The above studies indicate that through inhibiting complement activation, excessive inflammatory reaction in lung tissues induced by influenza can be inhibited, and as a result, lung tissue injury can be mitigated and the mortality can be reduced. As complement is both a physiological defense and a pathological damage medium, it functions as a double-edged sword. Systematic complement inhibition may result in potential side effects including infection. Therefore, we design targeting complement inhibitors for complement activation sites with CR2 as targeting vector, complement inhibitors like CD59 and Crry are targeted to inflammatory sites to specially inhibit the complement activation in the local injury, thus local inflammatory reaction is inhibited, without side effects caused by systematic inhibition.

Testing the hypothesis

CR2 gene was respectively linked to genes of complement inhibitors including CD59 and Crry (CR2-CD59, CR2-Crry), and then is fusion expressed in CHO cells and purified from culture supernatant by affinity chromatography. Biological activity of CR2 targeting complement inhibitors is examined with in vivo and in vitro tests. BALB/c mice are applied to inhale mouse lung-adapted virulent strain of H1N1 influenza A virus (A/fm/1/47) via nose to duplicate influenza pneumonia model in mice.

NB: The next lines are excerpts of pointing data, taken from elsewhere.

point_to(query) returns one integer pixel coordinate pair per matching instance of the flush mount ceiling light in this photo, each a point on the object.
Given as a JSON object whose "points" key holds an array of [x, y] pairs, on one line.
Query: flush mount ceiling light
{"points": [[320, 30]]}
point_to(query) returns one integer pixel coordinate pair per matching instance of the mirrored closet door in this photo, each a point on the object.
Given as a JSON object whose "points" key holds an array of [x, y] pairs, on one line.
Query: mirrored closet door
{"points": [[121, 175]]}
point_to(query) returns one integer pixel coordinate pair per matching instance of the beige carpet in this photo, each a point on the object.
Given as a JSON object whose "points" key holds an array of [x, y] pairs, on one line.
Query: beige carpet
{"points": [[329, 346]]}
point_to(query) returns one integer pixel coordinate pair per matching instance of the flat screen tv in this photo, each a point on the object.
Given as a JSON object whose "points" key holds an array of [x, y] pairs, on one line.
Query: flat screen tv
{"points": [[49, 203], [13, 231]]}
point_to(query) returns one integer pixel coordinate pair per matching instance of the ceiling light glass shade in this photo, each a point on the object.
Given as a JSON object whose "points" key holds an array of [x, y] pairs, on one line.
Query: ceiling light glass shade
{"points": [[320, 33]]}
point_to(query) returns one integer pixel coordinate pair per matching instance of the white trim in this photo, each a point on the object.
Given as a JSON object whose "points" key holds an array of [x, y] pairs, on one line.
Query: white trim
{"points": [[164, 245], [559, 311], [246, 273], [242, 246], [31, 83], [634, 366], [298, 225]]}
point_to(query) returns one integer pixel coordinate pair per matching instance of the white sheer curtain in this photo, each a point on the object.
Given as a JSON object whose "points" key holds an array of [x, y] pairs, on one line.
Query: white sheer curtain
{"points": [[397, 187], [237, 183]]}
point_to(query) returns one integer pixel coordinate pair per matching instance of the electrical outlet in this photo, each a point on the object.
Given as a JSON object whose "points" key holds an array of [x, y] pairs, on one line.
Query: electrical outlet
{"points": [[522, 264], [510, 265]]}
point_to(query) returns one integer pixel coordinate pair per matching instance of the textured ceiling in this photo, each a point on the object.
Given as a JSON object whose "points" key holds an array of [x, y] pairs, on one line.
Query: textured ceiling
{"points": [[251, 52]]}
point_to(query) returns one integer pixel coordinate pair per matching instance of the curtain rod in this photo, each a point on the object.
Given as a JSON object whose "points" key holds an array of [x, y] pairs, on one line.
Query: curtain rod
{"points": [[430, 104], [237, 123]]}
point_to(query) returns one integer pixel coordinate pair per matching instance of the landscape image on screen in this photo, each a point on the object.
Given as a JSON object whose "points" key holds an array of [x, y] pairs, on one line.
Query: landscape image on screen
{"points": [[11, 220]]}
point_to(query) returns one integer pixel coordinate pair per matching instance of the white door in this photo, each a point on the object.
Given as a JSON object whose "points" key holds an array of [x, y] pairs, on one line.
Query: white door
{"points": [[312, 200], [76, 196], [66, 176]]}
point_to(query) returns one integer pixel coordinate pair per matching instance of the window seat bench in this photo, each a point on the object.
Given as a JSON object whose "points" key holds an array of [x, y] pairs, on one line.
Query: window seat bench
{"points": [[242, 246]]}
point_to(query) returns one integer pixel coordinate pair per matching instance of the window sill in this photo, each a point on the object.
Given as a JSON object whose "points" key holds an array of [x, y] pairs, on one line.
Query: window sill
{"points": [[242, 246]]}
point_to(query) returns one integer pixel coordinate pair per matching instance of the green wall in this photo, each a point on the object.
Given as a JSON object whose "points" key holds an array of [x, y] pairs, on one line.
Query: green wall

The mice are then treated with CR2 targeting complement inhibitors, with PBS treatment group as the control. Final work is to observe the survival and lung tissue injury of the mice, and evaluate the effect of CR2 targeting complement inhibitor on influenza viral pneumonia.

Implication of the hypothesis

An effective CR2 targeting complement inhibitor can reduce the mortality, significantly improve clinical symptoms (decreased weight, lung index and hemagglutination titer) and lung tissue inflammatory injury of virus-infected model group. Therefore, CR2 targeting complement inhibitor is expected to be an ideal drug for viral pneumonia.